I mean on a technical level. Are the devices that make up the infrastructure of the internet hardwired with IPv4? Is the firmware on these devices impossible to upgrade remotely?

If it’s just a matter of software or firmware then adoption should only take like a year but clearly that isn’t the case. So what specifically is stopping us?

  • Coelacanthus@infosec.pubEnglish
    1·
    19 days ago

    I don’t want each client to have a globally unique address as that just allows insane tracking.

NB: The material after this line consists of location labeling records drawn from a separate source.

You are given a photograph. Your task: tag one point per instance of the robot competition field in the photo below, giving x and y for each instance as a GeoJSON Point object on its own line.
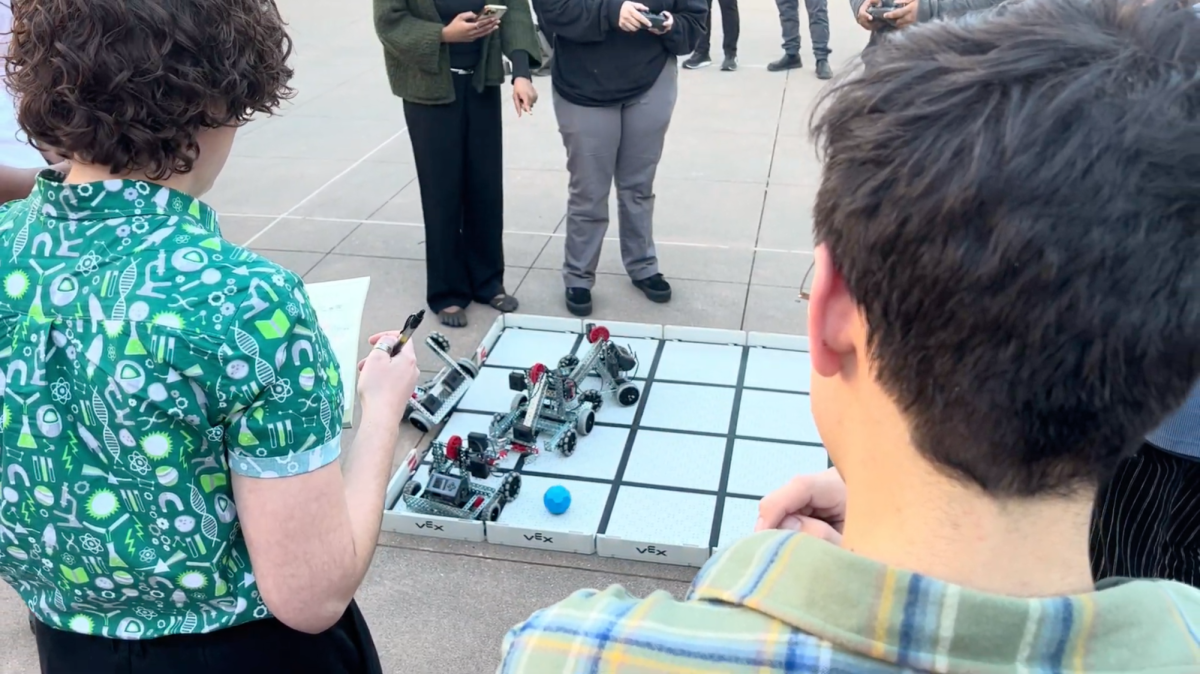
{"type": "Point", "coordinates": [723, 419]}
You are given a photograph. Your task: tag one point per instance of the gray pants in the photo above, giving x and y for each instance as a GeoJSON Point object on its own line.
{"type": "Point", "coordinates": [623, 144]}
{"type": "Point", "coordinates": [819, 25]}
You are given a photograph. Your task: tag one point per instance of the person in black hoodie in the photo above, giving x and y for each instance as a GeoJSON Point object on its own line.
{"type": "Point", "coordinates": [615, 78]}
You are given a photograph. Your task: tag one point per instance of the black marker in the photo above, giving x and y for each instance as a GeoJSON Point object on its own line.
{"type": "Point", "coordinates": [411, 326]}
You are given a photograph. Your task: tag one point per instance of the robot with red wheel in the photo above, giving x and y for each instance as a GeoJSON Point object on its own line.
{"type": "Point", "coordinates": [450, 491]}
{"type": "Point", "coordinates": [547, 405]}
{"type": "Point", "coordinates": [609, 361]}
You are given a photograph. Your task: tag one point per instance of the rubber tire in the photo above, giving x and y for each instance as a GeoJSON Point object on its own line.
{"type": "Point", "coordinates": [586, 422]}
{"type": "Point", "coordinates": [568, 446]}
{"type": "Point", "coordinates": [469, 367]}
{"type": "Point", "coordinates": [519, 401]}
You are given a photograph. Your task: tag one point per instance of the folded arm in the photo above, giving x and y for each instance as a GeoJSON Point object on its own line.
{"type": "Point", "coordinates": [406, 36]}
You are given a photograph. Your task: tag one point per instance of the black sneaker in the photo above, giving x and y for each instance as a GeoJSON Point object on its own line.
{"type": "Point", "coordinates": [787, 62]}
{"type": "Point", "coordinates": [697, 60]}
{"type": "Point", "coordinates": [579, 301]}
{"type": "Point", "coordinates": [655, 288]}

    Just for this issue, SLAAC has a privacy extension to generate temporary random IPv6 address for outcome traffic. It’s untrackable as well, but in different way to NAT (one device has many addresses instead of many devices have one address).

    • blackstrat@lemmy.fwgx.ukEnglish
      1·
      18 days ago

      If you are using SLAAC with basically random addresses then your device specific firewall rules break or aren’t creatable in the first place.

      • Coelacanthus@infosec.pubEnglish
        1·
        18 days ago

        No. It’s not random. SLAAC uses EUI-64 by default, it generate fixed /64 suffix from MAC. And with suffix match of nftables you can still do device specific income firewall rules. For random privacy address, it’s only used for outcome so just block all other income of IPv6 addresses except EUI-64 is enough.